证明 / Proof：弹性网剪枝解 (29.16)–(29.20)

当 $\lambda_1=0$ 但 $\lambda_2$ 一般：(29.15) 目标写为 $\min_{\boldsymbol\omega}\frac12\boldsymbol\omega'(\hat{\boldsymbol\Sigma}+\lambda_2\mathbf I_N)\boldsymbol\omega$，把 $\hat{\boldsymbol\Sigma}+\lambda_2\mathbf I_N$ 当方差-协方差矩阵，用 (2.11)/(2.12)/(2.13) 得 $\hat{\boldsymbol\omega}=c_1(\hat{\boldsymbol\Sigma}+\lambda_2\mathbf I_N)^{-1}\hat{\boldsymbol\mu}+c_2(\hat{\boldsymbol\Sigma}+\lambda_2\mathbf I_N)^{-1}\mathbf 1$ (29.16)，$c_1=\frac{\mu_0 C-B}D$、$c_2=\frac{A-B\mu_0}D$，其中 $A=\hat{\boldsymbol\mu}'(\hat{\boldsymbol\Sigma}+\lambda_2\mathbf I)^{-1}\hat{\boldsymbol\mu}$、$B=\mathbf 1'(\hat{\boldsymbol\Sigma}+\lambda_2\mathbf I)^{-1}\hat{\boldsymbol\mu}$、$C=\mathbf 1'(\hat{\boldsymbol\Sigma}+\lambda_2\mathbf I)^{-1}\mathbf 1$、$D=AC-B^2$。放松 $\boldsymbol\omega'\mathbf 1=1$、两端除 $c_1$ 整理得 $\hat{\boldsymbol\omega}=(\hat{\boldsymbol\Sigma}+\lambda_2\mathbf I_N)^{-1}(\hat{\boldsymbol\mu}+\lambda_0\mathbf 1)$ (29.17/29.18)，$\lambda_0$ 为整理出的常数。$\lambda_1=\lambda_2=0$ 时 → $\hat{\boldsymbol\omega}=\hat{\boldsymbol\Sigma}^{-1}(\hat{\boldsymbol\mu}+\lambda_0\mathbf 1)$。

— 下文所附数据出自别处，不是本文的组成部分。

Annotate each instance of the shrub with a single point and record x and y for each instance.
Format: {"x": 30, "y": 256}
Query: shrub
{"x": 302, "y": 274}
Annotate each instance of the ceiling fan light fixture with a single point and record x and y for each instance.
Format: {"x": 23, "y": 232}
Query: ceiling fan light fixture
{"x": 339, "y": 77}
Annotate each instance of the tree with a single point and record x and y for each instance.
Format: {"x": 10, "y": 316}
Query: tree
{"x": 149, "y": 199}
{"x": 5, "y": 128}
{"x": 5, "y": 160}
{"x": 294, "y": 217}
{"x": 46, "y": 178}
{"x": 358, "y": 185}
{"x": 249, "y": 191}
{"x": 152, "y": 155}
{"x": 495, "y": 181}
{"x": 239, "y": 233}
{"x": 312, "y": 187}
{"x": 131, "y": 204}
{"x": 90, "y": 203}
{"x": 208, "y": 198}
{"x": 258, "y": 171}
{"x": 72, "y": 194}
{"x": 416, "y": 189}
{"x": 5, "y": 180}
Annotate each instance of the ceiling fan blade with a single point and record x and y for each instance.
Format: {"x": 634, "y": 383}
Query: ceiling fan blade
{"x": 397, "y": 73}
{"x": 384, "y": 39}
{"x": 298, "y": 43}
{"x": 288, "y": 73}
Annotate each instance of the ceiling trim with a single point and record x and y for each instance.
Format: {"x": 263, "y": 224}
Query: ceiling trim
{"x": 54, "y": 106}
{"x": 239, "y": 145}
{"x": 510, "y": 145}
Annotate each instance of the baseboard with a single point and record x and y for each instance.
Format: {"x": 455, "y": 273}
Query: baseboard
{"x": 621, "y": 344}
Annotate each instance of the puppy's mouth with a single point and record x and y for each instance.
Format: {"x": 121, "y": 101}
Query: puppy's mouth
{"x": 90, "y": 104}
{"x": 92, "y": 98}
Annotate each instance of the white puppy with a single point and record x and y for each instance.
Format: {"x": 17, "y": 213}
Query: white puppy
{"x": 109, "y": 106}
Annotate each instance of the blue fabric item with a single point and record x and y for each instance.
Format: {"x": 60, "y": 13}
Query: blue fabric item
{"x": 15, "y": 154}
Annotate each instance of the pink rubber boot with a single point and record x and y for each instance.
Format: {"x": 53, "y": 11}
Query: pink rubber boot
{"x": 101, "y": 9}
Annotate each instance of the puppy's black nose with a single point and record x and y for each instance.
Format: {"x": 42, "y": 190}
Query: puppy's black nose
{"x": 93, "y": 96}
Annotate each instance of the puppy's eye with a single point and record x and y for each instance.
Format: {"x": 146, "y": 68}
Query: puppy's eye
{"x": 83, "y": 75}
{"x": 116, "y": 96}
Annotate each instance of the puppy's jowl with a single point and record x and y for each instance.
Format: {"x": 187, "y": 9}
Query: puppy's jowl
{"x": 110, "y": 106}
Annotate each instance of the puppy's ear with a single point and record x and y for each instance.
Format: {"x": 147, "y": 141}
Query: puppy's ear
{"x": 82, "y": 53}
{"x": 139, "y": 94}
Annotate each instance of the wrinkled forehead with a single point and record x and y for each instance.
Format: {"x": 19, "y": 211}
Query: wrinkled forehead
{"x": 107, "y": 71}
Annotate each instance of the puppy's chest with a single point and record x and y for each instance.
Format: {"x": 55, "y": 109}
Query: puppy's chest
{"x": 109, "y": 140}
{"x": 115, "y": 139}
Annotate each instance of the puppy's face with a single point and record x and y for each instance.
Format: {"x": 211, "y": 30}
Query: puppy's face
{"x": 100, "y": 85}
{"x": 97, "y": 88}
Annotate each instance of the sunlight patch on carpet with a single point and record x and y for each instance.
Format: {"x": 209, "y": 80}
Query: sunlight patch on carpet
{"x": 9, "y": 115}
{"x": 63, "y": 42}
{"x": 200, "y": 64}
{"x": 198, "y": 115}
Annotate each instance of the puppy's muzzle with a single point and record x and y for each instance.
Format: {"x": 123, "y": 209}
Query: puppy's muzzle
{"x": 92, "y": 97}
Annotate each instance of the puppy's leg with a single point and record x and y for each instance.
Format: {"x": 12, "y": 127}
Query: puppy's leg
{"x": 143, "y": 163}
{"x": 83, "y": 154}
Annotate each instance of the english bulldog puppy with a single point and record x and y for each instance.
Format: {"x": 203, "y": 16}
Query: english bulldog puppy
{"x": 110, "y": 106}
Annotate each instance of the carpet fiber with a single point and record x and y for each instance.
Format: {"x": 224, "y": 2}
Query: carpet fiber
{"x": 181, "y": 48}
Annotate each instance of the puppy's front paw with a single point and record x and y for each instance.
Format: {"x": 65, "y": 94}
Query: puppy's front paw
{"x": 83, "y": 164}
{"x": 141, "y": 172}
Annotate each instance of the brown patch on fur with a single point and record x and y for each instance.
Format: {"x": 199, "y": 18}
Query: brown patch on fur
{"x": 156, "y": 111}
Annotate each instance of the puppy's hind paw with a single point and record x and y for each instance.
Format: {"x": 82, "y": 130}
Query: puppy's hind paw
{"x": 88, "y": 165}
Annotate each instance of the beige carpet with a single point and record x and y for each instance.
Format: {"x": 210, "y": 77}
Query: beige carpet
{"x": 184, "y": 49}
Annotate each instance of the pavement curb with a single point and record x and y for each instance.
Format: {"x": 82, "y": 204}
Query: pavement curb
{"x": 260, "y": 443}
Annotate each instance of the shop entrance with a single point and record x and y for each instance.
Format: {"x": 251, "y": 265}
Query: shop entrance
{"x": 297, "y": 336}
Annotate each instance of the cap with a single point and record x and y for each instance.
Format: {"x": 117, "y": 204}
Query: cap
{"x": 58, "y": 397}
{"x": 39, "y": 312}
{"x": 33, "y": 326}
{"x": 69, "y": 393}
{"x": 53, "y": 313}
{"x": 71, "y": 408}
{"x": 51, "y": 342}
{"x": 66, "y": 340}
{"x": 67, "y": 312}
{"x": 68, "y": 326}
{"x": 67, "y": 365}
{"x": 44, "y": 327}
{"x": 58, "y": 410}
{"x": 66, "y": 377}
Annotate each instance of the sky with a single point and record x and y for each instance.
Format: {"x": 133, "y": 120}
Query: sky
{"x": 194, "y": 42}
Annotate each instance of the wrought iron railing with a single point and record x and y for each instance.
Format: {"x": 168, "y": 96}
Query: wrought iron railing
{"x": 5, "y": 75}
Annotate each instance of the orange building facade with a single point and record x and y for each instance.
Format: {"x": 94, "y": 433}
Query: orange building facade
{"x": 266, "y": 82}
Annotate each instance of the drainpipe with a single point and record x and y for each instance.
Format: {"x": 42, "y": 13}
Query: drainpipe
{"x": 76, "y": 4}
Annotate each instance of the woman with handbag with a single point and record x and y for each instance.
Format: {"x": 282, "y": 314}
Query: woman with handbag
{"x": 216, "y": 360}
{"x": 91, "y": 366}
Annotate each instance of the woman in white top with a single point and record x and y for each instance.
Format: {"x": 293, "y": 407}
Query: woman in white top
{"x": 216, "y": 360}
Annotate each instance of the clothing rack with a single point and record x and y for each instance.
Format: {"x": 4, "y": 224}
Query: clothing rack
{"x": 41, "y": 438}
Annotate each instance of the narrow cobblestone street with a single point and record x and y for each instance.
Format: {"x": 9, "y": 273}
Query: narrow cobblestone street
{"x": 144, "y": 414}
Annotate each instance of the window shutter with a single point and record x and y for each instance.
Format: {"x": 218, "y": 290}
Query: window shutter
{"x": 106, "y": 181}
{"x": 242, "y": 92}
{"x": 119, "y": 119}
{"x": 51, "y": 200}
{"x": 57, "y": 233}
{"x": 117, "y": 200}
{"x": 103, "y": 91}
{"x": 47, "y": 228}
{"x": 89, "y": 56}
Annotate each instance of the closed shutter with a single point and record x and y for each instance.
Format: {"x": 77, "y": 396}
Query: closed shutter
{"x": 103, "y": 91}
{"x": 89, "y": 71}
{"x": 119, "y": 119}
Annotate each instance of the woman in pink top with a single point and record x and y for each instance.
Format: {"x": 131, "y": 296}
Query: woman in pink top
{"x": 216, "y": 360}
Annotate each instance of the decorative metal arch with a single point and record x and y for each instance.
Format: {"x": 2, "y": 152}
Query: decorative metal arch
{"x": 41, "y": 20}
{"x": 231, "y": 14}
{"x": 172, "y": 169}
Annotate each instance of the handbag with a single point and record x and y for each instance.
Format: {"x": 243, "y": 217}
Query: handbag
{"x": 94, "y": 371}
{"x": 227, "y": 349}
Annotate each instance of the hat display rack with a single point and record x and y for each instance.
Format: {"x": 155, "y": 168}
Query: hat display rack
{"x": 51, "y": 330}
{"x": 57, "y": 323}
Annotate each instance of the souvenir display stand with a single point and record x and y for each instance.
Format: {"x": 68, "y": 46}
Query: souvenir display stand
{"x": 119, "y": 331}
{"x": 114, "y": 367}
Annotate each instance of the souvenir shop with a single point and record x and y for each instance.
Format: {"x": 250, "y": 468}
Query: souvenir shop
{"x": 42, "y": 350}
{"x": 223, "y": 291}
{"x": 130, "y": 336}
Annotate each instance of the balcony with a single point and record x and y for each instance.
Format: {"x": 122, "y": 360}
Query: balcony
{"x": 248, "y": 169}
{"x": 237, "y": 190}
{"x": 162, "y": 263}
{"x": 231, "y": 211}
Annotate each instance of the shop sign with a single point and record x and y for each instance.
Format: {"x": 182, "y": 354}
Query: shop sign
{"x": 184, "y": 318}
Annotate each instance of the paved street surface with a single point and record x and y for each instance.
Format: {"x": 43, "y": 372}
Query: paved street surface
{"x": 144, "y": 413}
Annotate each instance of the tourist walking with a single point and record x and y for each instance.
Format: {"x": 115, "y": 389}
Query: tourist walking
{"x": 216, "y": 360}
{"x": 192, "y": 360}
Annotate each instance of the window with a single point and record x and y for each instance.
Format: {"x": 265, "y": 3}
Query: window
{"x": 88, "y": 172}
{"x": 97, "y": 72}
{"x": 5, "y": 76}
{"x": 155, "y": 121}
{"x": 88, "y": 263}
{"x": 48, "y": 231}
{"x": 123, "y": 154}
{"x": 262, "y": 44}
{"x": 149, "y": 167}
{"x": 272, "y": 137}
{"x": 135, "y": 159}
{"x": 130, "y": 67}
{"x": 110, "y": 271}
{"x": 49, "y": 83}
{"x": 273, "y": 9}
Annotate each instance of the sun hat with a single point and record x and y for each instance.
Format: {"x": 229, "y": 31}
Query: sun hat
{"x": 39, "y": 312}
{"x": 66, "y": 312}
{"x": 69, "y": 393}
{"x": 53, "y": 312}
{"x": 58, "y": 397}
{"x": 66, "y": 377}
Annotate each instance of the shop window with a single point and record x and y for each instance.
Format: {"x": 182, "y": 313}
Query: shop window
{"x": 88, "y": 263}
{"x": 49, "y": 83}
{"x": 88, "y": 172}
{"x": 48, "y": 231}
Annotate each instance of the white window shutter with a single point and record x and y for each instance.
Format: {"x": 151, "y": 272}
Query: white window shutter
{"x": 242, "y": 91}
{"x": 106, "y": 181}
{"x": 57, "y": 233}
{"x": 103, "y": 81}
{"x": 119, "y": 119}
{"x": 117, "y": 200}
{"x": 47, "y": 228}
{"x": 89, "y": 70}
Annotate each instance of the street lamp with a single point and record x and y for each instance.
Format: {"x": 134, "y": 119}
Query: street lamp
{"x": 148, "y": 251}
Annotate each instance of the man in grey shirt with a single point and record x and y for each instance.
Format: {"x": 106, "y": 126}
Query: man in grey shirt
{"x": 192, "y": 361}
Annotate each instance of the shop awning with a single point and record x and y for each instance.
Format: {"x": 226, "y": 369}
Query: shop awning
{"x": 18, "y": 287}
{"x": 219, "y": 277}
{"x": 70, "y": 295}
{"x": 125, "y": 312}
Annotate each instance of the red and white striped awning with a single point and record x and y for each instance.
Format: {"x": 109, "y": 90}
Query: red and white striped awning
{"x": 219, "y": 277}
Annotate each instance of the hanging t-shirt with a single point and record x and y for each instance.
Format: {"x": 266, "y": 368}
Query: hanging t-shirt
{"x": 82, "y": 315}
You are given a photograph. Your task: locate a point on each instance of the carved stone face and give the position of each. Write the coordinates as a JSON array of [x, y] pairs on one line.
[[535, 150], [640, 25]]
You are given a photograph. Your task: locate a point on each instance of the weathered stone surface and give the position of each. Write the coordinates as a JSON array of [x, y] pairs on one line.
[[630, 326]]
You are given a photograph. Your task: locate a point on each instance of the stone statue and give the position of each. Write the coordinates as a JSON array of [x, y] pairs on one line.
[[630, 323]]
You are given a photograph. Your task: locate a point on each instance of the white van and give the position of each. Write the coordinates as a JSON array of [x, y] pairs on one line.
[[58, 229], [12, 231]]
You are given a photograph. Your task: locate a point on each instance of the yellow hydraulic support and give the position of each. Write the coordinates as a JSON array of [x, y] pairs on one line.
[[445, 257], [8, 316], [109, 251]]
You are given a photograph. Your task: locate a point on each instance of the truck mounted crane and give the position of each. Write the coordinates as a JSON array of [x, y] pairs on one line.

$\lambda_1,\lambda_2$ 一般：拉格朗日 $\mathcal L=\frac12\boldsymbol\omega'(\hat{\boldsymbol\Sigma}+\lambda_2\mathbf I_N)\boldsymbol\omega+\lambda_1\|\boldsymbol\omega\|_1+c_1(\mu_0-\hat{\boldsymbol\mu}'\boldsymbol\omega)+c_2(1-\mathbf 1'\boldsymbol\omega)$，f.o.c. $(\hat{\boldsymbol\Sigma}+\lambda_2\mathbf I_N)\hat{\boldsymbol\omega}+\lambda_1\text{sign}(\boldsymbol\omega)-c_1\hat{\boldsymbol\mu}-c_2\mathbf 1=\mathbf 0$ (29.19)，放松 $\boldsymbol\omega'\mathbf 1=1$ 并按 $c_1$ 重缩放得 (29.20)。$\blacksquare$

When $\lambda_1=0$ but general $\lambda_2$: (29.15)'s objective becomes $\min_{\boldsymbol\omega}\frac12\boldsymbol\omega'(\hat{\boldsymbol\Sigma}+\lambda_2\mathbf I_N)\boldsymbol\omega$; treating $\hat{\boldsymbol\Sigma}+\lambda_2\mathbf I_N$ as the variance-covariance matrix and using (2.11)/(2.12)/(2.13) gives $\hat{\boldsymbol\omega}=c_1(\hat{\boldsymbol\Sigma}+\lambda_2\mathbf I_N)^{-1}\hat{\boldsymbol\mu}+c_2(\hat{\boldsymbol\Sigma}+\lambda_2\mathbf I_N)^{-1}\mathbf 1$ (29.16), $c_1=\frac{\mu_0 C-B}D$, $c_2=\frac{A-B\mu_0}D$, where $A=\hat{\boldsymbol\mu}'(\hat{\boldsymbol\Sigma}+\lambda_2\mathbf I)^{-1}\hat{\boldsymbol\mu}$, $B=\mathbf 1'(\hat{\boldsymbol\Sigma}+\lambda_2\mathbf I)^{-1}\hat{\boldsymbol\mu}$, $C=\mathbf 1'(\hat{\boldsymbol\Sigma}+\lambda_2\mathbf I)^{-1}\mathbf 1$, $D=AC-B^2$. Relaxing $\boldsymbol\omega'\mathbf 1=1$ and dividing through by $c_1$ gives $\hat{\boldsymbol\omega}=(\hat{\boldsymbol\Sigma}+\lambda_2\mathbf I_N)^{-1}(\hat{\boldsymbol\mu}+\lambda_0\mathbf 1)$ (29.17/29.18), $\lambda_0$ a constant. When $\lambda_1=\lambda_2=0$ → $\hat{\boldsymbol\omega}=\hat{\boldsymbol\Sigma}^{-1}(\hat{\boldsymbol\mu}+\lambda_0\mathbf 1)$.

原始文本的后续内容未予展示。